The 2023 Whitney Milestone
The biggest moment in her career—and maybe in the history of Native American art in the U.S.—was the Memory Map retrospective at the Whitney Museum of American Art in 2023.
It was the first time the Whitney ever gave a solo retrospective to a Native artist. Think about that for a second. The museum has been around for nearly a century, and it took until 2023 to highlight a Native person this way. Smith didn't just walk through that door; she kicked it down and brought dozens of other Native artists with her. She was a tireless curator, always pushing for younger artists like Nicholas Galanin or Wendy Red Star to get their due.
Actionable Insights: How to Engage with Her Work Today
If you're looking to understand Jaune Quick-to-See Smith art beyond just a Google Search, here is how you actually "read" her pieces:
- Look for the layers: Her work is almost never just one medium. It’s "palimpsest"—layers upon layers. Read the newspaper clippings she hides under the paint. They often contain the real "news" of the piece, like reports on uranium mining on Indigenous lands.
- Identify the "Stolen Symbols": Spot the commercial logos or sports mascots. She’s reclaiming them, stripping them of their marketing power and putting them back into a context of history and theft.
- Notice the lack of a horizon: Smith famously avoids the "Western" horizon line. In her view, the land and sky are connected, not separated by a flat line. This reflects a holistic Native worldview rather than a European "landscape" view where the viewer is standing "outside" the scene.
- Visit the Permanent Collections: You don't have to wait for a special show. Her work is now in the MoMA, the Met, and the Smithsonian. If you're in D.C., go see Target at the National Gallery of Art—it was the first painting by a Native artist they ever bought.
Jaune Quick-to-See Smith didn't want to be a "museum piece." She wanted her art to be a diary of survival. When you look at her maps, don't just look for your hometown. Look for the stories that were there before the map was even drawn.
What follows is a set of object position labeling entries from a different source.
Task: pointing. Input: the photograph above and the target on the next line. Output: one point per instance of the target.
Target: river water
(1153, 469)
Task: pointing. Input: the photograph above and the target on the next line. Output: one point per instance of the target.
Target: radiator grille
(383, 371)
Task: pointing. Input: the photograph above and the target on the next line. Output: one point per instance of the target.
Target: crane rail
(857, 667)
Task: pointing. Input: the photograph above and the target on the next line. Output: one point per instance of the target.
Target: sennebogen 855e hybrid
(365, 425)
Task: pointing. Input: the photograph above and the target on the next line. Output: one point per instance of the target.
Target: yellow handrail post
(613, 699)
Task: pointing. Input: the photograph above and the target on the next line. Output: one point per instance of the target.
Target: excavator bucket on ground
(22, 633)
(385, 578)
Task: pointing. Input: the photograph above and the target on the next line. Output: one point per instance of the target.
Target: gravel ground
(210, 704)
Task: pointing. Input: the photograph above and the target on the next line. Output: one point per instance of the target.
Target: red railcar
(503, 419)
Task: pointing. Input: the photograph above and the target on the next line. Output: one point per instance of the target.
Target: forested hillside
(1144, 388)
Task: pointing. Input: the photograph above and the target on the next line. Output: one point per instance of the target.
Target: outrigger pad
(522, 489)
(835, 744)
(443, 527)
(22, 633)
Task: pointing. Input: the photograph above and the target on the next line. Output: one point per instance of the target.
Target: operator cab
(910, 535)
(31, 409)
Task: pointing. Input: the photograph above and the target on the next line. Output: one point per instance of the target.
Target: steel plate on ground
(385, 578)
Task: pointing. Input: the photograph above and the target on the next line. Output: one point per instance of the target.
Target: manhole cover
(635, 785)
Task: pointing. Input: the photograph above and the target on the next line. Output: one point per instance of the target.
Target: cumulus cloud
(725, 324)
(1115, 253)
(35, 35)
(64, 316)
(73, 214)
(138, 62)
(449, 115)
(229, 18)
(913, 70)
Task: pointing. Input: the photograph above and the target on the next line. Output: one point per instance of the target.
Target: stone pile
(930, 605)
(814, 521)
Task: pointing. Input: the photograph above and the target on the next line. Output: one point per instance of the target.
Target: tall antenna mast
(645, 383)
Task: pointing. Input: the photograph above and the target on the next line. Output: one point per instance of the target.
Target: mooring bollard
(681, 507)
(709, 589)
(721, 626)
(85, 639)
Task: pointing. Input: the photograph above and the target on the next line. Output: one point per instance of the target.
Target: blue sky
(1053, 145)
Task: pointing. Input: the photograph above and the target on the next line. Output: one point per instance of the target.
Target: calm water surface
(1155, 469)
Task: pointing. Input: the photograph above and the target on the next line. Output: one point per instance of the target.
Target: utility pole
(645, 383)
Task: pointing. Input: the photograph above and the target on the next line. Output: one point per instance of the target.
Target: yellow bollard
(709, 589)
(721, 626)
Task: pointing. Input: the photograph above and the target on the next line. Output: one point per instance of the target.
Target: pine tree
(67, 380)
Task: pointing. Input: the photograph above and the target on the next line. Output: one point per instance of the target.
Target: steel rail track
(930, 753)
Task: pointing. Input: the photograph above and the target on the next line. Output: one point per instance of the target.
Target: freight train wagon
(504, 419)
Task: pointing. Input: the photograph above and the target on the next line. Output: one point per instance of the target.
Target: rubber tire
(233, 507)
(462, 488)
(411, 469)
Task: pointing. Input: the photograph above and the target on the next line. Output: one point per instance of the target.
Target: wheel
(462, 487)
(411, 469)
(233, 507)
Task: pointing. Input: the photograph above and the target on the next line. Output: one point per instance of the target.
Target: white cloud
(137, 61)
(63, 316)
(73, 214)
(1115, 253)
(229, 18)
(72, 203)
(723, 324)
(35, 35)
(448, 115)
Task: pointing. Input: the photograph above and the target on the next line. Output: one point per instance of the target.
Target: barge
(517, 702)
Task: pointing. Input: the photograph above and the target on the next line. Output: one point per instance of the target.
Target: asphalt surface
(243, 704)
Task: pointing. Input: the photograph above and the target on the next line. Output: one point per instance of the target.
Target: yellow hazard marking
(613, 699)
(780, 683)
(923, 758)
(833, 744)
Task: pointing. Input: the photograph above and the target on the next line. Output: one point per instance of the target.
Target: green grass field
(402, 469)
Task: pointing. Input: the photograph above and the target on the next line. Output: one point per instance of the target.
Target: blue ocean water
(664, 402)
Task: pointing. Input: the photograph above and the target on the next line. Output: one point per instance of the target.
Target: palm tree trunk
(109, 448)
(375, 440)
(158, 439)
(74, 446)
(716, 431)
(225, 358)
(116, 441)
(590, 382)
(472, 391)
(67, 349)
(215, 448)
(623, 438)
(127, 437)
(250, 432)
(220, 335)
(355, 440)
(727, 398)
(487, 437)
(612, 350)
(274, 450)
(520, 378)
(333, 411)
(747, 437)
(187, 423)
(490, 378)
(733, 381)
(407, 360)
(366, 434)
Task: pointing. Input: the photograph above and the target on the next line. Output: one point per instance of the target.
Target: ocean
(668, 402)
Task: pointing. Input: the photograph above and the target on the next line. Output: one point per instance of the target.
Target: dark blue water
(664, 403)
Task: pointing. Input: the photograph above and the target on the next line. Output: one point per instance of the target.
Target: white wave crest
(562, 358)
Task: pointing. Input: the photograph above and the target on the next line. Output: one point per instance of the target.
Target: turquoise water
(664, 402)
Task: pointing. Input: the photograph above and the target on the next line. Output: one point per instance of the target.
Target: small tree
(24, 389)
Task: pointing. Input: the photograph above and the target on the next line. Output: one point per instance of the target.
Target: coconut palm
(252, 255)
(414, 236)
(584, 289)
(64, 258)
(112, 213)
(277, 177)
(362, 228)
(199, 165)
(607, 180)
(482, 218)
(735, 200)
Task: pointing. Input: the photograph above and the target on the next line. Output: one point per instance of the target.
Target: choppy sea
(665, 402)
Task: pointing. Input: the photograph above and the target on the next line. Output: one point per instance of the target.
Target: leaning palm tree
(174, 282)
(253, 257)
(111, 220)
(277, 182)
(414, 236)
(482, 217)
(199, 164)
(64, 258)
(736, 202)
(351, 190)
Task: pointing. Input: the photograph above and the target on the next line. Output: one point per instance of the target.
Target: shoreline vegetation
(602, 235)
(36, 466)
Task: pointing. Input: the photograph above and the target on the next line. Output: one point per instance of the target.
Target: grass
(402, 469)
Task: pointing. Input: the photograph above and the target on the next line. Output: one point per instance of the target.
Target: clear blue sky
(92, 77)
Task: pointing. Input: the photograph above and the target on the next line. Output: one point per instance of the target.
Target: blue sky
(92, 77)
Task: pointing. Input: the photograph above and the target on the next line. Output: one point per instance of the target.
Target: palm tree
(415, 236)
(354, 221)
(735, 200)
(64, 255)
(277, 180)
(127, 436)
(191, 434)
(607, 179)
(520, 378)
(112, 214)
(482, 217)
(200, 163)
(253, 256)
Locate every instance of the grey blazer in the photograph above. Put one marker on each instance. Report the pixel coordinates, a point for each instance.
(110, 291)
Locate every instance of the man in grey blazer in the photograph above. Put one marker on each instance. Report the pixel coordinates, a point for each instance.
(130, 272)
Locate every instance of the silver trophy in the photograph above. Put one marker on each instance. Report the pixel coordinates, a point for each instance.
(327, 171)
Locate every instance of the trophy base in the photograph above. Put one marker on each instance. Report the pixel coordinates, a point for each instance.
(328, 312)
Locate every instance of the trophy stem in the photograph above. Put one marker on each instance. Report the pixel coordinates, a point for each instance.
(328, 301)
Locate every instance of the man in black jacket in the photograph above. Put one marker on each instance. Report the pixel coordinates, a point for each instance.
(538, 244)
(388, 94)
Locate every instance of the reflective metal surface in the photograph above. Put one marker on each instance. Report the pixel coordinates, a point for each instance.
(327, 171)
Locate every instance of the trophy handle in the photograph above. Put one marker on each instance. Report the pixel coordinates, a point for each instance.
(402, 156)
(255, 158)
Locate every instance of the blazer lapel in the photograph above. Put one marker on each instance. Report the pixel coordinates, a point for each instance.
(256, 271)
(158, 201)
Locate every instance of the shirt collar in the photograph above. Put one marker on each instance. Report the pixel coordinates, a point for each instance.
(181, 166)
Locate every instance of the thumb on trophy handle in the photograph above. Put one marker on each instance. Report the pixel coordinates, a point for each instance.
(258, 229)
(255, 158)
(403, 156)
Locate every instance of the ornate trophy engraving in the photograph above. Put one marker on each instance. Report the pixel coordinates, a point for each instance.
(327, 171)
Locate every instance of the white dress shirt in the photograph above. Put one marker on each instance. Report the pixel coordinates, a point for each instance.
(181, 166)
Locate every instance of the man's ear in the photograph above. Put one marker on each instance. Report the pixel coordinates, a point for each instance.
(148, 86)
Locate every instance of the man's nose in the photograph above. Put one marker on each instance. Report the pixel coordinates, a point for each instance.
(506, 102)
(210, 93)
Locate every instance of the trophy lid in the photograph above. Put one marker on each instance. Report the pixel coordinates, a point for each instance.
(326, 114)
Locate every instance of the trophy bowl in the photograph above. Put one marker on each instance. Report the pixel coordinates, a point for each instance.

Next Steps for Collectors and Students
- Study the Prints: Smith was a master printmaker. Many of her most biting social commentaries are in her lithographs and monotypes created at the Tamarind Institute.
- Research the Grey Canyon Group: To understand her roots, look into the 1970s movement of Native modernism she helped lead.
- Follow the Legacy: Look at the artists she curated in the "The Land Carries Our Ancestors" exhibition at the National Gallery of Art to see where the movement is headed in 2026 and beyond.